Ramon Antonio Matta

Freelance Journalist, Content Creator, Copywriter, Author and Founder of Content Done Write.

Jun 13, 2022
Published on: Sober Recovery
1 min read

No one likes to be judged, but we all play judge. Judgments can be negative or positive, and opinions are another name for judgments. "That was the worst pizza I ever ate." "That cake looks fattening." "This is a lovely day out today."

When you struggle with substance use disorder or addiction, you may make judgments, especially toward your self-destructive behavior. It's understandable and perfectly natural, as addictions and substance abuse can be detrimental to people's everyday lives and relationships with others. So, judging yourself for not being able to stop or continuing to use despite consequences and other people's judgments will only make you feel worse.

Judgment Defusion is a skill that lets you take advantage of self-awareness to make it easier to make the choices that are best for you. Acknowledging when we're being judgmental, whether positively or negatively, empowers us to accept what we cannot change and change what we can. You can be your harshest critic, but that doesn't encourage stopping undesirable behavior. It pushes you closer to it in many instances.

The goal of the Judgment Defusion exercise is to help you "let go" of your judgments. To prepare, it may help to get in the habit of noticing when you're being judgmental. Spend several days becoming aware of the negative and positive judgments you make. It will take some practice, but you'll soon be able to recognize each time.

Watching your judgments form and then letting go of them without becoming attached is the goal of this exercise. The aim is to visualize judgments as words or images, gently drifting away from you. Once you've gotten used to acknowledging your judgmental thoughts when they come, you'll be prepared to use Judgment Defusion. Some people find these techniques helpful:

  • You can picture yourself in a room with two doors—an entrance and an exit. Judgments enter one door and leave out the other.
  • Or you can picture sitting alongside a stream as you watch your judgments drift upstream on leaves.
  • You could also picture yourself in an open field and looking up as your judgments float by on clouds.
  • You can develop your own method if you capture the essence of Judgment Defusion, visually observing as your judgments come and then watching them go without holding on to them or judging them.

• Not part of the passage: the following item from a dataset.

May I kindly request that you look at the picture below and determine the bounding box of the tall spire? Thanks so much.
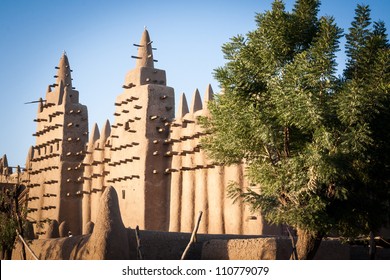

Getting stuck in judgment strips you of much of your power to change your life. Accepting things as they are doesn't mean you don't have a desire to change them. Recognizing your judgments and letting them go puts more attention on what you are judging and less on the judgment itself or the emotions that come with it. For example, you can consider what you can do to help yourself avoid triggers or come up with ways to respond differently to them.

You'll think of negative judgments you've recently had as you do Judgment Defusion. Something may happen in the future that will affect you as well. If these things are not occurring right now, they are not a reality at this moment. That's why letting go of judgments is so crucial to your recovery.

Wish Recovery is one of California's best luxury dual diagnosis treatment centers. Our highly trained counselors can teach you more about Judgment Defusion and other valuable skills so you can live the life you want and deserve. Contact us today for more details.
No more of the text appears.